The devil tree struggled to free itself, but the muscular hands of the giant didn't let it go. The white flames and red flames caught its long dark hairs like boughs. And it burnt, lighting up the dark woods. 

Heart-wrenching howls of the djalls slowly died away as the fire burned it to ashes. 

Bhadra returned to normal posture. The ethereal giant disintegrated into specks of light and disappeared, and so did 

Silence fell upon them. 

Bhadra walked over to the pile of white ashes. He poked it as if looking for something. 

A black sphere the size of a human head rolled out of the ashes. Bhadra pocketed it as he turned to Kruma, who was stroking his crow's ruffled feathers. 

Krum's blood-wet cloak stuck to his body. With hollowed eyes, his face, stained with blood and dust, was looking frightening. 

"So you're the last death-worshiper," Kruma said, looking at the approaching figure. 

"If you think so, falconer. As far as my memory serves I've never worshipped death." Bhadra replied as he halted a few feet away from Kruma. 

"So you really drank the fire poison," said fowler. 

"I had to. There was no other way. He was simply invincible." replied Kruma, looking away. 

The silence fell between them. None spoke. 

"With the first rays of Ursha on the Capricorn, the slumber of Paruh will break. She will then seek her master. So you only have five months before the daughter of Uddor will turn you into a fire beast." With that, Bhadra walked away. Kruma frowned, and then his eyes widened as the meaning of the fowler's words dawned on him. 

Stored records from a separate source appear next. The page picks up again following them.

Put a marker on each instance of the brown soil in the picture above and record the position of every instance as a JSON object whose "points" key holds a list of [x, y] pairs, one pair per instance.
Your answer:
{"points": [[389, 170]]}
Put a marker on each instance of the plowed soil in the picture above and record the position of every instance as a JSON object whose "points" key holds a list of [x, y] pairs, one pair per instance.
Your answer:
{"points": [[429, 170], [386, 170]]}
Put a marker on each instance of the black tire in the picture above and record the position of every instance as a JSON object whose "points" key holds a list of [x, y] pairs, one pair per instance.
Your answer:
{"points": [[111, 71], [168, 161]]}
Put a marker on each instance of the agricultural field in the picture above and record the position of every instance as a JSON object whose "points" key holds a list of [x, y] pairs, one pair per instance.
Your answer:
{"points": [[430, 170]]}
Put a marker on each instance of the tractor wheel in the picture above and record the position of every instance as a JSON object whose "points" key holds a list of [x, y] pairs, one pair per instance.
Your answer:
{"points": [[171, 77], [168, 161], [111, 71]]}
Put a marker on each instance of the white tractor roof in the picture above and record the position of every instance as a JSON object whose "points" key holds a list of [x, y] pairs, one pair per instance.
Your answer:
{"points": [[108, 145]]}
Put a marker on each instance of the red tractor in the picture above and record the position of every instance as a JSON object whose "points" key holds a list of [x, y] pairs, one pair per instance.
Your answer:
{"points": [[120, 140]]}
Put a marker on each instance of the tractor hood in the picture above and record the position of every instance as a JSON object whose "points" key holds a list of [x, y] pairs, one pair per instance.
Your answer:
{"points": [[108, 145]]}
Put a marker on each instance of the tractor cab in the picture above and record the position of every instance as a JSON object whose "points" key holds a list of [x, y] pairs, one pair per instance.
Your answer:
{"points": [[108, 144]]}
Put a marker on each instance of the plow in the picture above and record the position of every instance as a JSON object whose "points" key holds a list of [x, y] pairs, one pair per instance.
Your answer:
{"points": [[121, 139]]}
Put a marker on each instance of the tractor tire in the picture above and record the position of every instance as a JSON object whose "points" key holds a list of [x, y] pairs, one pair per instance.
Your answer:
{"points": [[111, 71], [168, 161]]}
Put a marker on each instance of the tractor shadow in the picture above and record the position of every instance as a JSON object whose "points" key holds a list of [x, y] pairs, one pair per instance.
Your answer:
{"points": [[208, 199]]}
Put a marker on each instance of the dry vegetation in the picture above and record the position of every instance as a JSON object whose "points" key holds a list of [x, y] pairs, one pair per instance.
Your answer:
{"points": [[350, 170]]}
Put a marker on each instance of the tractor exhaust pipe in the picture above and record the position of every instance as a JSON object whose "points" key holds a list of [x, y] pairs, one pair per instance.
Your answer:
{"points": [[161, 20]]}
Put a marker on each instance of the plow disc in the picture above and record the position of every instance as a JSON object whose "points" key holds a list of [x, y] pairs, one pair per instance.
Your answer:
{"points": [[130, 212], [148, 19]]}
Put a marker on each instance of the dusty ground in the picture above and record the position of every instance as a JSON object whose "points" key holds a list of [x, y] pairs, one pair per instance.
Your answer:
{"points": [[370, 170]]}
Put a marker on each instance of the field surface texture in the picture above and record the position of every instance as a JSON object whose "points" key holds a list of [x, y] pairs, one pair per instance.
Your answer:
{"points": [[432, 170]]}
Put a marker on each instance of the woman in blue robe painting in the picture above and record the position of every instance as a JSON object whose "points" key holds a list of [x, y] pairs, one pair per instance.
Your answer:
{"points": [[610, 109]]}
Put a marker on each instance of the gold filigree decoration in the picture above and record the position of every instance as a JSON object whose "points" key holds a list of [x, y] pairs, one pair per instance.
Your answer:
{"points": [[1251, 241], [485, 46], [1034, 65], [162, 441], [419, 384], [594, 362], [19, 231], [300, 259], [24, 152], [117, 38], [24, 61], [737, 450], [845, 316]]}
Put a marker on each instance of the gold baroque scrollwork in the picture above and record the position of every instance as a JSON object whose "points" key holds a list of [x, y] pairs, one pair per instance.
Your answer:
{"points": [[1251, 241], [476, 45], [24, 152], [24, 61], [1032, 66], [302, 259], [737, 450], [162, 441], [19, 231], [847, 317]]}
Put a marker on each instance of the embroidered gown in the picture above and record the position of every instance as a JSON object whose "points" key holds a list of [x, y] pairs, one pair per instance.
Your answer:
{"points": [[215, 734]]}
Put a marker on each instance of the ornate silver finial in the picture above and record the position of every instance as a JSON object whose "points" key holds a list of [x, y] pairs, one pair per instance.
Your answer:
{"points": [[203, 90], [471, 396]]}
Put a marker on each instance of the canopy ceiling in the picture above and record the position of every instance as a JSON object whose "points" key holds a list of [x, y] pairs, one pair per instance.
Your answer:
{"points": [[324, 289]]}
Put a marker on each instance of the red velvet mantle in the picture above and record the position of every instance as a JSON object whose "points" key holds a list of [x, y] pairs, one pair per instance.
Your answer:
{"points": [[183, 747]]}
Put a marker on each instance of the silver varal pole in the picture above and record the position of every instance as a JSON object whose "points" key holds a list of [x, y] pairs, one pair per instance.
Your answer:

"Do you mean I will turn into a fire giant?" He called out. Horror was all over his face. 

"You seem too slow for a man who outwitted a Djall." replied Bhadra without looking back. "You'd better be off now with your bird if you don't want to be found out by your men." 

Gaunt-faced Kruma looked into the sky, his eyes glowing. He rode on his fire crow. "Can I ask if there is any cure?" he asked as the bird rose into the sky. 

"And you think I would tell a man who burned down the whole troupe of fire tamers," Bhadra said as he stopped before the place where Onish was hiding. 

"I didn't want to, but I had no other way." Kruma replied.

"Go, or you'll see your head on a pike in the morning," Bhadra said as he undid the shield. 

Kruma looked at Onish and Bhadra, and with a complicated look on his face, he flew off. 

"Lad, hold me tight, we have to leave this place before the swarm of falconers get here." Bhadra gave his arm to Onish. 

"Will he really turn into a fire giant?" Onish asked as he held his arm. 

"Yes, unless he gets the cure, which's not easy to find. Now clench your teeth." Bhadra replied. Before Onish could make out what he meant by closing his teeth, he felt his body dissolving into the air; his mind went blank.. For a moment, he thought he had no body.